Saturday, March 13, 2010


On Friday or Saturday nights, I usually glance at the clock and see that it's about 6:50 p.m. and realize that we should leave for the theatre in 5-10 minutes. This is a signal that I should get out of the sweat pants I'm wearing them, put on clean(er) sweat pants, check for grease stains on the sweatshirt that goes over the t-shirt I'm wearing, find my shoes, try to remember if I changed my socks in the last couple of days or not, and head out to the car. I get into the car and pat my hair to try to remember when the last time I brushed it.

We're on our way to the theatre.

I don't even think about the people who come in sequins or (faux) fur coats, or with dangly sparkly earrings and high-high heels.

I shuffle into the theatre looking like an unmade bed. And I don't really care. I'm at work and I don't seem to think that I need to dress up to go to work.

I've noticed my colleague does the same thing. He's usually in scruffy jeans, old shoes, an untucked plaid shirt and an oversized sweater or jacket. He probably looks better than I do. But not much.

How the times have changed.

When I grew up in San Francisco in the 1950s, you never went out to the theatre or even to go shopping downtown without being dressed to the 9s. That meant a good outfit (a suit, but never a pants suit), stockings (held up by the garters on the girdle)...

girdle.jpg  (12824 bytes)

...high heels, a hat, jewelry, make-up, and gloves.

downtown.jpg (38714 bytes)
My grandparents dressed up to
go downtown

I didn't think about it at the time, but I hated those damn gloves. I started wearing gloves to church when I was in grammar school, and I hated them every Sunday. They made me feel claustrophobic. I remember sitting in church trying to take the gloves off, while my mother made sure that I kept them on, because that's what proper young ladies did. I felt the same way with woolen mittens, or those fingerless blobs that connected by a long cord up one sleeve, across your back under your coat and down the sleeve on the other side, so you didn't lose them if you decided to take them off.

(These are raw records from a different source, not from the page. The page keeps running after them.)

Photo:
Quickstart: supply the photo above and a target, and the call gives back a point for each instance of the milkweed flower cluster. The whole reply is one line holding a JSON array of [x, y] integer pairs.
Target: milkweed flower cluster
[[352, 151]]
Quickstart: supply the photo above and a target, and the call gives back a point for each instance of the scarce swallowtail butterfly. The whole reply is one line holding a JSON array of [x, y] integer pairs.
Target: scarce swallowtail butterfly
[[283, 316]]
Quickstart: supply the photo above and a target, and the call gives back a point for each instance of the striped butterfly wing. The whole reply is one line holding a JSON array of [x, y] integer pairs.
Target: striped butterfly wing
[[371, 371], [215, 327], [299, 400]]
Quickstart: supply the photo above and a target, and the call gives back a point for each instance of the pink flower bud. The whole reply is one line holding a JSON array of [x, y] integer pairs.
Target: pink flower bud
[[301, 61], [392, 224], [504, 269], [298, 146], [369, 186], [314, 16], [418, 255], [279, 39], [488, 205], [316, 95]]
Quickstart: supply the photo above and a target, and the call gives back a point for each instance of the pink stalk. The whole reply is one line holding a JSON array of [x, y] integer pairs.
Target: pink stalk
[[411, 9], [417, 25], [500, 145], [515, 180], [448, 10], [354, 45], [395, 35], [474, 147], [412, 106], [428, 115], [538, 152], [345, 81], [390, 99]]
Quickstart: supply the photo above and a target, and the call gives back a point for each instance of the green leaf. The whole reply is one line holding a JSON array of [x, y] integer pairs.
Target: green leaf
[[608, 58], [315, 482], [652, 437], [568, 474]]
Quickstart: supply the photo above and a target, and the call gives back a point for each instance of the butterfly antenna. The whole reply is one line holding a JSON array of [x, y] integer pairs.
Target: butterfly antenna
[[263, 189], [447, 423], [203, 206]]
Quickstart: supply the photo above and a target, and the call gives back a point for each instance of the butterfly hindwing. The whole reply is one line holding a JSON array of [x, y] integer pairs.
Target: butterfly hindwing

(I sympathized with the 3 little kittens. They didn't accidentally lose their mittens...they hid them from their mother!)

3kittens.jpg (52793 bytes)

Does anybody wear gloves as a fashion statement any more? I have a pair of gloves. I actually wear them, but I wear them when my hands are cold. They are Isotoner gloves and they feel good when I wear them, but unless my hands are cold, they never come out of the drawer where they sit most of the time (assuming they aren't just lying on the kitchen counter gathering dust, which is probably more accurate!)

How happy I am that we live in a much more relaxed era and that I can go to the theatre looking like an unmade bed and at least not having people staring and pointing and laughing at me.


harrietv said...

I am happy for you, that you don't live in a climate where -- for at least a third of the year -- gloves are a necessity. I can go out without socks before I would give up gloves!

But I can't believe that you missed this:
Just another view...

Bev Sykes said...

I must have been unsuspectingly channeling you!